Janelle Monáe contrasted King’s sound with her R&B, funk tunes. Her elaborate, all white set was overtaken by her band, backup singers and
dancers, and Monáe clearly enjoyed the company. Her voice was distinct through her music, reiterating her ongoing theme of choosing freedom over fear and promoting equality of all races, genders and religions. Her performance was well-executed, incorporating jazzy dance moves and a spotlight on the instrumental abilities of her band. “Q.U.E.E.N” and “Electric Lady,” upbeat songs with powerful messages, had the crowd dancing and singing along. Monáe’s all-out energy seemed to put her in her very own world and for the reminder of her set, the audience was simply a part of it.
When the soft rock sounds of Haim began, crowds of eager listeners surged toward the stage in order to get a better look at the trio. When they were able to catch a glimpse of the ladies, it was obvious that they were inherently cool. Dressed in leather jackets, the sisters were illuminated by yellowing lights and covered in fog, giving them a nearly surreal appearance.

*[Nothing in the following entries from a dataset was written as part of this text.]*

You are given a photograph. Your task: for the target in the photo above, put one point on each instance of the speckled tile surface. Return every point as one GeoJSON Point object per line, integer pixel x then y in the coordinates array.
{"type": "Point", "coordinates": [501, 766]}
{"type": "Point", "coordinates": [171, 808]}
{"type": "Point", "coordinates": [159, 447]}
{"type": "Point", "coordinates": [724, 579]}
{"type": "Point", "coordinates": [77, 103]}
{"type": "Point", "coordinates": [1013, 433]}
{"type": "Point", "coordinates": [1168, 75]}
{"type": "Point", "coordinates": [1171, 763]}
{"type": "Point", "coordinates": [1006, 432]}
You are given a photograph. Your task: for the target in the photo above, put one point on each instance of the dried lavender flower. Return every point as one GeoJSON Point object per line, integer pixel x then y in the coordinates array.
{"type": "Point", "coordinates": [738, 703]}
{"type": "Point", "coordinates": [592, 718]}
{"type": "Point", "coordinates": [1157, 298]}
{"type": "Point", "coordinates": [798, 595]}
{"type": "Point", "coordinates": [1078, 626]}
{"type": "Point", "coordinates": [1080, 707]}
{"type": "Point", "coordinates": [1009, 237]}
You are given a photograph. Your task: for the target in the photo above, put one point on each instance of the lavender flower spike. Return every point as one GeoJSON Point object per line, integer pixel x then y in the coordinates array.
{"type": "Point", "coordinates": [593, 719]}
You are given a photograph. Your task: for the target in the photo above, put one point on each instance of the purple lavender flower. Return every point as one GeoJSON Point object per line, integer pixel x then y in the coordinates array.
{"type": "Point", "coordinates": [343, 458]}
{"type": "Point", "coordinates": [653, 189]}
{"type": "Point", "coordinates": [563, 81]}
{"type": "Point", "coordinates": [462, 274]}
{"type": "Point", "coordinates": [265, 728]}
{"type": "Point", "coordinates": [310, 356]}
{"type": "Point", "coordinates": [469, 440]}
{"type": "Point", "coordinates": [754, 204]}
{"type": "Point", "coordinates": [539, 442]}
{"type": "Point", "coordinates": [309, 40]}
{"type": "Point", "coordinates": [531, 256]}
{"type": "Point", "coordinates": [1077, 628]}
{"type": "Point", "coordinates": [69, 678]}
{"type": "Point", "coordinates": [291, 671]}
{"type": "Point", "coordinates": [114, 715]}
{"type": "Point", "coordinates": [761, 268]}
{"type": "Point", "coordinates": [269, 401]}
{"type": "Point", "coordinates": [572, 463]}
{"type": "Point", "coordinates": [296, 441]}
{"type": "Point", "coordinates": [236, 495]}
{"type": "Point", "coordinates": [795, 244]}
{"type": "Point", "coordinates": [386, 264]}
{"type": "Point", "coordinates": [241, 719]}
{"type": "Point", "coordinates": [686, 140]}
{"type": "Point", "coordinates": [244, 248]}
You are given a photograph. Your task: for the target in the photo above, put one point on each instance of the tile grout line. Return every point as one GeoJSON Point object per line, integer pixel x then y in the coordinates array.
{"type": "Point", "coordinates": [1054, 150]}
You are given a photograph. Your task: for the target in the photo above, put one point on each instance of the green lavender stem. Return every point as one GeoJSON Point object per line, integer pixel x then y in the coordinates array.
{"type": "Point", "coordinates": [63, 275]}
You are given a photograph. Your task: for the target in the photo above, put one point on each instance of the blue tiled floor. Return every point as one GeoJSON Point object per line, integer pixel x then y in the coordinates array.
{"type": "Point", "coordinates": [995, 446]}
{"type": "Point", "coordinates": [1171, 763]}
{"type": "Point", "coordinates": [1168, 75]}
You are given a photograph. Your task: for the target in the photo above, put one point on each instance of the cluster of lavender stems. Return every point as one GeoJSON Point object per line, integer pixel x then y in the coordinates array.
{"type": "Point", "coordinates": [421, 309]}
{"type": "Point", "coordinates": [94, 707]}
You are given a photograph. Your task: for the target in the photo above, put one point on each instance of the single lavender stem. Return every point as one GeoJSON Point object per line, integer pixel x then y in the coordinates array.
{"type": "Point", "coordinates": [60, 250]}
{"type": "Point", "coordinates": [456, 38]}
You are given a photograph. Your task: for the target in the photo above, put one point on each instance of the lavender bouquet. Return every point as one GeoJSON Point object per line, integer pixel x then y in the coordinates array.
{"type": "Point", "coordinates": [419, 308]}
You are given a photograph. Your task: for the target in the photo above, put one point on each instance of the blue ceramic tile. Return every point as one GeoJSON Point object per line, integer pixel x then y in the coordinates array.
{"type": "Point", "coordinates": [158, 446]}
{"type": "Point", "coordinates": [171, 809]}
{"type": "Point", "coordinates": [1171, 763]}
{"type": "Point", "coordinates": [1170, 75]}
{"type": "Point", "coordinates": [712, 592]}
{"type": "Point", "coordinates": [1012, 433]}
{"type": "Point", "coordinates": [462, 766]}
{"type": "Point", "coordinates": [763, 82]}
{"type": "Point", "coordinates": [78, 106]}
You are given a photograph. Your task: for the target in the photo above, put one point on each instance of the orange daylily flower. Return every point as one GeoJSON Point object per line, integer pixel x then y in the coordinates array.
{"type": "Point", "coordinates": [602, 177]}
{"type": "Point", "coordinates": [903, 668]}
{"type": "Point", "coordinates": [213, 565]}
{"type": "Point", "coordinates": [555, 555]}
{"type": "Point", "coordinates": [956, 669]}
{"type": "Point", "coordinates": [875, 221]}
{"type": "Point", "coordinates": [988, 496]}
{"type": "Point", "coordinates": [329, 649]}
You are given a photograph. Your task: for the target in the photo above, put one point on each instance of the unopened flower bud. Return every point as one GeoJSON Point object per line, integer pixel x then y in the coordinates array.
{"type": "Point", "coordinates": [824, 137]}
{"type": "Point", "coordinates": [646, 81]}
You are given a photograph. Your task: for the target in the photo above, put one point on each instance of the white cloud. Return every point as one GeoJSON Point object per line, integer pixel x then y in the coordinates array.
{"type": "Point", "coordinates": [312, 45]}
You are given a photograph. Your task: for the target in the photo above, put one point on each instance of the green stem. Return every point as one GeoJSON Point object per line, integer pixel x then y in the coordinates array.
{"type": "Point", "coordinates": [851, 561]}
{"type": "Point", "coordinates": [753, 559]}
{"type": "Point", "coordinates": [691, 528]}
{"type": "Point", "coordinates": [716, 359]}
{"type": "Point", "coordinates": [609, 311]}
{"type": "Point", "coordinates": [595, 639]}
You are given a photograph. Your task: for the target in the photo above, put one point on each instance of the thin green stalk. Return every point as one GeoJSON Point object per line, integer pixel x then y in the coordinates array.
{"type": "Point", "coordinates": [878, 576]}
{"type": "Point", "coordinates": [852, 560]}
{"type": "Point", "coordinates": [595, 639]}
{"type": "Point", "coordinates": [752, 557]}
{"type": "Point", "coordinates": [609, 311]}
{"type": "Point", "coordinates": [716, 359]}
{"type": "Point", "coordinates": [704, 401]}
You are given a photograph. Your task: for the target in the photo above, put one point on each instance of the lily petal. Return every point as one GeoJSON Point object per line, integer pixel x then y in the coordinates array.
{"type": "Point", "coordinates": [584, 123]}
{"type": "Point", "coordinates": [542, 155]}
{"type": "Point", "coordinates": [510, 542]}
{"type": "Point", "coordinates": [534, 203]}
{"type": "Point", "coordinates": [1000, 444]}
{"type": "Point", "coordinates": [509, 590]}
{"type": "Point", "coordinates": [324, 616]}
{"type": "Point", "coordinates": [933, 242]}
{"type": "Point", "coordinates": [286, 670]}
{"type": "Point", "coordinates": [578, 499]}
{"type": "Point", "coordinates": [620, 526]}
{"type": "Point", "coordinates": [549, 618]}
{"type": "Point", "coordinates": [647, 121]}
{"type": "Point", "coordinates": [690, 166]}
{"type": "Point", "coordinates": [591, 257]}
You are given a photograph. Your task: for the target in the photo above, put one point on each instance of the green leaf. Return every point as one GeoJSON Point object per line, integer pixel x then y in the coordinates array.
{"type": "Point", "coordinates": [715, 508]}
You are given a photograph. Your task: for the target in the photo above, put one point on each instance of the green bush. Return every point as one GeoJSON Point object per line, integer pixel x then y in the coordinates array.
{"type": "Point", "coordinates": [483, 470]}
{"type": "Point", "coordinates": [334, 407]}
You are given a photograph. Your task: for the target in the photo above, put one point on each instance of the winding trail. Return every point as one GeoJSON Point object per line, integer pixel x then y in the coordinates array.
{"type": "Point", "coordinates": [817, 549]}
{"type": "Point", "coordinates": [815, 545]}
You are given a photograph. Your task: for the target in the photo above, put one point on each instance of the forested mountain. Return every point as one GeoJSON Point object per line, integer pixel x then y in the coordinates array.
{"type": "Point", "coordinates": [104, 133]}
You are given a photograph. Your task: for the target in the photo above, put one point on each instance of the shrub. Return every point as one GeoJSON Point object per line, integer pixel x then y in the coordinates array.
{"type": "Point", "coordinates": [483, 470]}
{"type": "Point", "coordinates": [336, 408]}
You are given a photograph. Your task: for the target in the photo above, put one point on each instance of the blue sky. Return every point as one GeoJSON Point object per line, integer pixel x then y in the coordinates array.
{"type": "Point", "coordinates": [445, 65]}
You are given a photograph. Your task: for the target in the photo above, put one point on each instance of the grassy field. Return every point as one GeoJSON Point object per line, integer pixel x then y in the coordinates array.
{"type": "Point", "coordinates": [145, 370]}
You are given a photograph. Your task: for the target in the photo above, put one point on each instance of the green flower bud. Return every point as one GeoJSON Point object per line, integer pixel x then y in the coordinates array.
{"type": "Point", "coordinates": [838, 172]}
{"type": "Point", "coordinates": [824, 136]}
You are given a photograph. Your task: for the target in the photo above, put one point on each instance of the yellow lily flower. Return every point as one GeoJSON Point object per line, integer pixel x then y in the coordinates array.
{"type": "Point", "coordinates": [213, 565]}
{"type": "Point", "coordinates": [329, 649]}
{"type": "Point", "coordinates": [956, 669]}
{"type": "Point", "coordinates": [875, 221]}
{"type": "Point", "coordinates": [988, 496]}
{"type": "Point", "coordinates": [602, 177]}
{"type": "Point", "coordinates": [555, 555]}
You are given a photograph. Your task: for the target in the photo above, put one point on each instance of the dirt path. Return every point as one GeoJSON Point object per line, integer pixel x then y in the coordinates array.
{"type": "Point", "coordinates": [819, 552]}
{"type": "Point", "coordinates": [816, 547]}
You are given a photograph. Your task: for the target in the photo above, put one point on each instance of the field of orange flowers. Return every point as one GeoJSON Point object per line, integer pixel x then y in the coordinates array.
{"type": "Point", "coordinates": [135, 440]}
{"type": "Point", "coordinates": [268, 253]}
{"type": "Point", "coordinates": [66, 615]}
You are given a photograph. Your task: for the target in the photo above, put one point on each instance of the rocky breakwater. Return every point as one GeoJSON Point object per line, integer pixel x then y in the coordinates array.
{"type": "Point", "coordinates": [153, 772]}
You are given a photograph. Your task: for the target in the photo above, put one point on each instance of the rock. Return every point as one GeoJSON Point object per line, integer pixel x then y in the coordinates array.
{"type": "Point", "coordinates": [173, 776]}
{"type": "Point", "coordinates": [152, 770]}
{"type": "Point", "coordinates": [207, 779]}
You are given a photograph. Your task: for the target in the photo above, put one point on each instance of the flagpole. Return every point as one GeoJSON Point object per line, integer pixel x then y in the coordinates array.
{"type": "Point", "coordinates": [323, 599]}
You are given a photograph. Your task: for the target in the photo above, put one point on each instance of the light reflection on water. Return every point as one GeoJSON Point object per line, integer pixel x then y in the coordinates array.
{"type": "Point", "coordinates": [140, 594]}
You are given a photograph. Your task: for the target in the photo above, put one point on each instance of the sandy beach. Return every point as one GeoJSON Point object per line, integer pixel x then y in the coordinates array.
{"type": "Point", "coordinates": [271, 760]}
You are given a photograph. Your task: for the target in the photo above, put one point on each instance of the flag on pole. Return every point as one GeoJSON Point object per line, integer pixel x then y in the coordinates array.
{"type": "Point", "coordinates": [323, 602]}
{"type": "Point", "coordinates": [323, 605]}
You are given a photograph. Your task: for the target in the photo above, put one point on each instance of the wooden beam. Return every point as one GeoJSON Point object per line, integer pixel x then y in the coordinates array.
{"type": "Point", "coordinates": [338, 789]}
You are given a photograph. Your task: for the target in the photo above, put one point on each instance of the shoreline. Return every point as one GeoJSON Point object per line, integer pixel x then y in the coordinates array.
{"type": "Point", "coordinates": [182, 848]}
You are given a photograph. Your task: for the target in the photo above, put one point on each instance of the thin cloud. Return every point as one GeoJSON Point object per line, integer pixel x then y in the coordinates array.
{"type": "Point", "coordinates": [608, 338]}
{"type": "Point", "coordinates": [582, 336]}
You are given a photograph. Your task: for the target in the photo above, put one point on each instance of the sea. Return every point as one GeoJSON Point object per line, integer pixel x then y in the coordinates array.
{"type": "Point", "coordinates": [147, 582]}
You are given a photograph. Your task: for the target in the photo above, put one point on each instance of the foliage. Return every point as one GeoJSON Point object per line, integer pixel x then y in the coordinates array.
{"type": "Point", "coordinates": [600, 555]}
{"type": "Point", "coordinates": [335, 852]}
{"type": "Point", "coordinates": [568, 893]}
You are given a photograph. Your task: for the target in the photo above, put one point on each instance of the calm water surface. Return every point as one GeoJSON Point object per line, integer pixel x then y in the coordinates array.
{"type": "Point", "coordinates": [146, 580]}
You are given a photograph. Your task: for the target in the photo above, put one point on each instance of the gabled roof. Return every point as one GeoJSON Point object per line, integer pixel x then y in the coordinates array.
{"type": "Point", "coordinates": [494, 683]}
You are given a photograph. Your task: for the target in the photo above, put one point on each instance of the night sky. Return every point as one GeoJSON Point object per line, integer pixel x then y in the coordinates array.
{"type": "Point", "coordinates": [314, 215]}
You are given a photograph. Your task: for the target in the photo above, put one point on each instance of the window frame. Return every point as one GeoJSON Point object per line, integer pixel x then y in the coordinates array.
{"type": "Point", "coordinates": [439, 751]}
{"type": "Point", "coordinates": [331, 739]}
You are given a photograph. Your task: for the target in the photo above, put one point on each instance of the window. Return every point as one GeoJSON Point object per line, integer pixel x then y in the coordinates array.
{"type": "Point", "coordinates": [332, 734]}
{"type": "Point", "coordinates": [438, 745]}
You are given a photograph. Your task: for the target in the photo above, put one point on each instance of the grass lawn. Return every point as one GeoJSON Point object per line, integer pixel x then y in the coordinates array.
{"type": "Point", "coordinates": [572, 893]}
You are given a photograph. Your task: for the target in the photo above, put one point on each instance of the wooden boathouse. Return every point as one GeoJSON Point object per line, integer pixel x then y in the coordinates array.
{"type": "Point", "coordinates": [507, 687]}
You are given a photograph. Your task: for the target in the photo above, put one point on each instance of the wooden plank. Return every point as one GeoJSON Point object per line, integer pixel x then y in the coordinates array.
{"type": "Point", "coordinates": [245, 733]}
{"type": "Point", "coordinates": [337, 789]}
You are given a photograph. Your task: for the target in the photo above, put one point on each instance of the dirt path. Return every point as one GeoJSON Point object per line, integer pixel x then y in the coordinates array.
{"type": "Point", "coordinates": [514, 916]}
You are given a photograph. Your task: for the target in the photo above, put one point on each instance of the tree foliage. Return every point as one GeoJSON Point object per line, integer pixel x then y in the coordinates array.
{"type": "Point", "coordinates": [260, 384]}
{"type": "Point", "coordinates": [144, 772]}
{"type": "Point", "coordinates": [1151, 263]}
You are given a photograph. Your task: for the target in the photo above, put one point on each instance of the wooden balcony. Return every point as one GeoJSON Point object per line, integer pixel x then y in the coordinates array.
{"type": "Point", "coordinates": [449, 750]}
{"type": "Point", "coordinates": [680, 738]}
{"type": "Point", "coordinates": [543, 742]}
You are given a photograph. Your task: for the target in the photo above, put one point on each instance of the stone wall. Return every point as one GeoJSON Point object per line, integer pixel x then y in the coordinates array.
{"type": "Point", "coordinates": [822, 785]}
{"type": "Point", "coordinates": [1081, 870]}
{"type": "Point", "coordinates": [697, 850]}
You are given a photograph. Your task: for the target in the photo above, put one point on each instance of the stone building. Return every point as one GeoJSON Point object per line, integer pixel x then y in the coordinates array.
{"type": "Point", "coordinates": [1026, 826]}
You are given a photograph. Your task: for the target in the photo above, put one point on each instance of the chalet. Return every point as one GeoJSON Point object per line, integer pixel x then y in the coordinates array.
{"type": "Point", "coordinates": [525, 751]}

With their advanced instrumental skills and harmonic voices, it was sometimes hard to decipher of the sisters were, in fact, real. Shredding their guitars and whipping their voluminous heads of hair to “If I Could Change Your Mind,” it was clear that HAIM knew exactly how to please audience. Playing popular singles like “The Wire” and debuting newly recorded material, the sisters gave everything they had to their audience, who ate it up and left none to spare.
Closing the entire festival was a job well fit for Disclosure, the U.K. synth-pop duo known for their unprecedented sound and collaborations with popular vocalists. Their setup was detailed; lights and screens were working harmoniously to make the audience feel as if they had been transported into a different dimension. Disclosure did far more than simply play around with buttons to make beats; they added a touch of live instruments to the show. Another addition was their own vocals, featured alongside recordings of artists like Sam Smith and Lorde. Dressed in all black, the duo blended in with their surroundings and could have easily been missed if it weren't for the occasional light that shone on them. Yet, what they were producing was impossible to ignore—the beats of their songs were like small explosions, loud and vibrating the bodies of listeners. They provided the perfect tempo to dance to, and after 90 minutes of raving, Disclosure closed the final Boston Calling at City Hall Plaza.